Particularmene importante foi a criação do Mercado Comum do Sul (Mercosul), em março de 1991, entre outras medidas de integração econômica, a livre circulação de trabalhadores e a possibilidade de regularização do trabalhador e do proprietário. Isso, por outro lado, acarretou em um problema, porque relativizou a questão da nacionalidade e introduziu a condição idealizada de “cidadão do Mercosul”, que tenderia a debilitar mobilizações como os dos chamados brasiguaios, os quais encontram nos direitos à cidadania e nos símbolos nacionais suas principais bandeiras de luta. Por outro lado, cria-se a possibilidade de regularizar sua situação no Paraguai. No entanto, essa legislação não avançou pois se fundamentou no Tratado de Ouro Preto de 1994. Somente em 2002 se retomaria a questão com a Lei de Livre Residência.
Nos últimos anos, os paraguaios acusaram os brasiguaios de monopolizar as terras, de impor a língua portuguesa e símbolos como a bandeira brasileira em seu território, de comportamento racista nas relações com a população de origem indígena. Existem casos famosos de cidades pequena, como San Alberto de Mbaracayú, onde a maioria é brasileira, fala português, são comercializados em reais produtos brasileiros e, em alguns casos, o prefeito é brasileiro. Essas denúncias se agravam ainda mais pelo ressentimento vivo da Guerra do Paraguai, na qual Argentina e Brasil, usados pelo imperialismo inglês, arruinaram o país. Esses fatores despertaram na população paraguaia sentimentos de nacionalismo e xenofobia.
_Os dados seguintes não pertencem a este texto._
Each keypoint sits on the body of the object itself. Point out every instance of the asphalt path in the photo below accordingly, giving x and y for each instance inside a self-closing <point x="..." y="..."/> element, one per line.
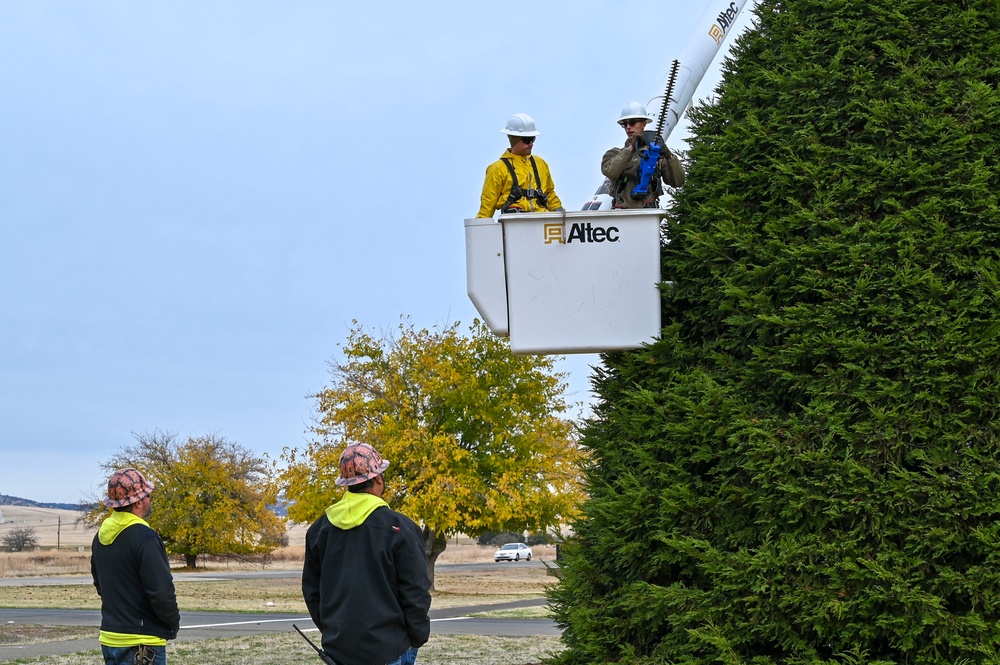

Por seu lado, os brasiguaios se queixam das pressões exercidas pelas autoridades paraguaias, das invasões de terras, das dificuldades para obter a naturalização, de discriminação nas escolas, de “comissões” pagas por sua produção e/ou transporte, de que suas crianças são obrigadas a estudar em espanhol ou guarani, e de os jovens serem obrigados a servir no exército paraguaio, de enfrentarem problemas para revalidar suas documentações, e tem-se notícias da formação de milícias brasiguaias em território paraguaio. Além do mais, graças ao seu poder econômico, os brasiguaios se constituíram em influentes atores políticos, que apresentam suas demandas específicas.
Em resposta, o Senado paraguaio aprovou um projeto de lei que estabelece zonas de segurança de 50 quilômetros nas fronteiras territoriais da República, reservand0-as aos paraguaios. Pequenos, médios e grandes proprietários brasileiros se uniram em defesa de seu direito de permanecer no Paraguai e enviaram representantes ao Brasil para denunciar a situação ao presidente da República, governos e parlamentares do estado do Paraná.